The woman looked displeased. “We cannot do that to a child. You see, he is not an item put up here for sale. What if your wife isn’t ready? Will you return him? What will I say to him then?”

Anand broke into tears. The woman understood she was pushing the troubled man to his edge. She walked to him and whispered, “There, there… I know what you meant. I understand.”

“I…I want a child… he looks so much like Om… he even smiles like him…”

“The woman picked up the receiver and talked to someone. Then she hung up and said, “I will send him with you to your house, son. But I won’t be telling him that you have plans on adopting him. I am doing this for your wife. I have been through similar phases, twice. I know how hard it is. I am doing this just for her. I hope she sees in the child what you saw.”

Anand held her hand in a tight grip and thanked her. The woman smiled and said, “Remember, if both of you agree, a child will get a new home, and so will you.”

 

Next morning, Savitri woke up with a terrible headache. She was walking down the stairs when she was startled to see a small boy sitting in front of the half grown mango tree. A jolt of lightning struck her and she somehow managed not to trip. She slowly tiptoed out in the garden and watched the boy keenly. She was not in a state of mind to wonder who he was, or from where he had come. When she reached him, the boy turned back and smiled. The smile gave Savitri a swoon. It was a smile that had an indelible picture in her heart. It was Om’s smile.

She almost collapsed down. The boy pointed towards the tree and asked, “When will this tree grow? Is it taking a lot of time?”

Savitri could not take it anymore. The words seemed to be ripped off from her dreams, from the colourful past she had bid adieu.
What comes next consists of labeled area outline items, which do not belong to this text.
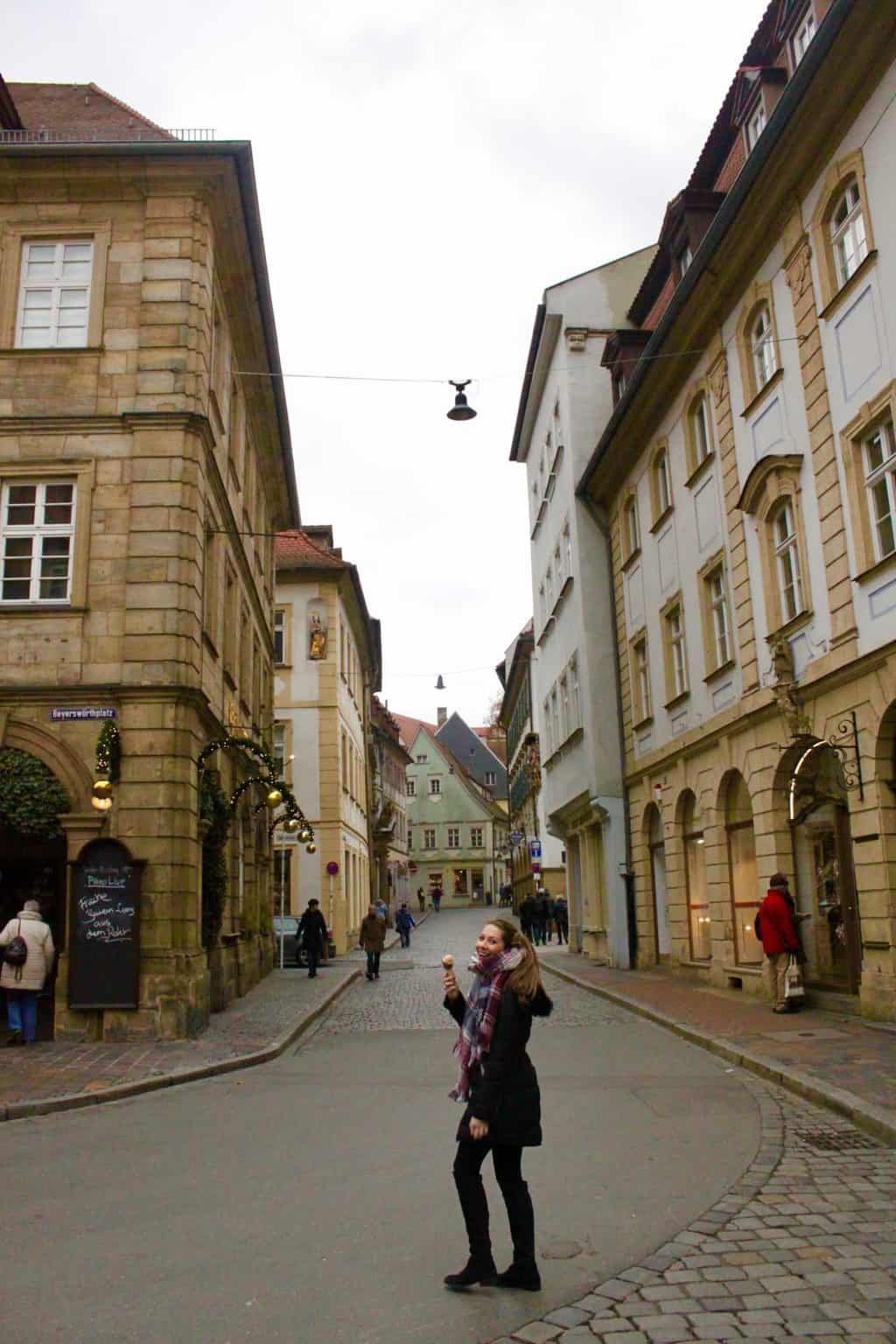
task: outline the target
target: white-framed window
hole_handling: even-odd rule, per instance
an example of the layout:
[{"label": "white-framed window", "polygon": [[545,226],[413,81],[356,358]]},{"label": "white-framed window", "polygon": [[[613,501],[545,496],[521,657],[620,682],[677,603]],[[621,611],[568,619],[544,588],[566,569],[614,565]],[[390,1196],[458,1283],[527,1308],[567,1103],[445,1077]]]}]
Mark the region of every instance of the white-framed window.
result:
[{"label": "white-framed window", "polygon": [[26,242],[16,317],[21,349],[87,344],[93,242]]},{"label": "white-framed window", "polygon": [[766,108],[762,98],[747,118],[747,149],[755,149],[756,141],[766,129]]},{"label": "white-framed window", "polygon": [[875,556],[883,560],[896,551],[896,435],[892,419],[872,430],[862,449]]},{"label": "white-framed window", "polygon": [[286,660],[286,612],[282,606],[274,610],[274,663],[282,665]]},{"label": "white-framed window", "polygon": [[11,481],[0,517],[0,602],[71,601],[74,481]]},{"label": "white-framed window", "polygon": [[286,724],[275,723],[274,735],[271,742],[271,755],[274,757],[274,769],[277,770],[277,778],[283,778],[283,770],[286,769]]},{"label": "white-framed window", "polygon": [[657,453],[657,458],[653,464],[654,478],[657,482],[657,508],[658,513],[662,515],[668,508],[672,507],[672,485],[669,482],[669,454],[665,448],[661,448]]},{"label": "white-framed window", "polygon": [[559,680],[559,700],[560,700],[560,742],[566,739],[572,732],[570,726],[570,673],[562,672]]},{"label": "white-framed window", "polygon": [[750,328],[750,351],[756,375],[756,388],[762,391],[778,368],[775,333],[767,304],[762,304],[752,320],[752,327]]},{"label": "white-framed window", "polygon": [[625,507],[625,540],[626,555],[634,555],[641,546],[641,528],[638,527],[638,501],[634,495]]},{"label": "white-framed window", "polygon": [[670,691],[673,698],[688,689],[688,664],[685,657],[685,626],[681,606],[673,606],[666,616],[666,637],[669,640],[669,665],[672,672]]},{"label": "white-framed window", "polygon": [[690,430],[693,435],[695,466],[705,462],[712,453],[712,438],[709,434],[709,407],[707,398],[701,394],[690,407]]},{"label": "white-framed window", "polygon": [[725,571],[719,567],[707,579],[709,612],[712,613],[712,636],[715,641],[716,667],[724,667],[731,659],[731,629],[728,626],[728,594],[725,593]]},{"label": "white-framed window", "polygon": [[856,179],[848,183],[830,216],[830,246],[837,284],[845,285],[868,255],[865,215]]},{"label": "white-framed window", "polygon": [[815,15],[813,13],[811,9],[807,9],[805,17],[799,23],[799,27],[797,28],[790,42],[794,70],[809,51],[809,43],[814,36],[815,36]]},{"label": "white-framed window", "polygon": [[579,657],[570,659],[570,732],[582,727],[582,695],[579,692]]},{"label": "white-framed window", "polygon": [[778,566],[778,590],[780,594],[780,614],[785,625],[799,616],[803,609],[802,575],[799,573],[799,547],[794,526],[794,507],[790,500],[778,508],[772,520],[775,562]]}]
A weak whisper emanated from her mouth, “What did you say?”

“I know how to make it grow faster.” He covered his mouth and whispered, “It’s my secret. You water it every day, twice.” And then he giggled.

Savitri’s eyes were running all over the boy, his hair, his nose, his ears, his voice… she had never felt more desperate, more helpless. It was as if the person she had been chasing in her dreams was suddenly right in front of her. The face was different, yes, but the innocence… she could see it was not different at all.

“It won’t take long to grow!” The boy giggled again. Savitri’s body was trembling already. But she smiled. Amidst the stream of tears, there was a smile. Like rain and sunshine, together. She cupped the child’s face in her hands and asked, “What’s your name?”

“My name is Veer.”

“Oh! And who gave you that name? Your mother?”

“I don’t have a mother, or a father. But I have a lot of friends, and I have Aunt B. Her name is really long, so we all call her Aunt B!”

Savitri kept staring at him. She felt like she was looking at the sun after spending two long years in the dark. It felt serene. She felt whole. With her trembling hand, she covered her mouth and whispered, “I have a secret too…”

The child eagerly moved forward, with a serious look on his face that assured his promise of confidentiality. Savitri, amidst hiccups, whispered, “Beautiful things take time to grow.”



Anand, who was watching all this from his car, wiped his tears and joined his hands to utter a prayer. He then dialled a number. When the old woman picked up, he said, “I can never thank you enough. I shall come with my wife today. I don’t know how it works, but keep all papers and everything ready. Veer is getting a home, today.”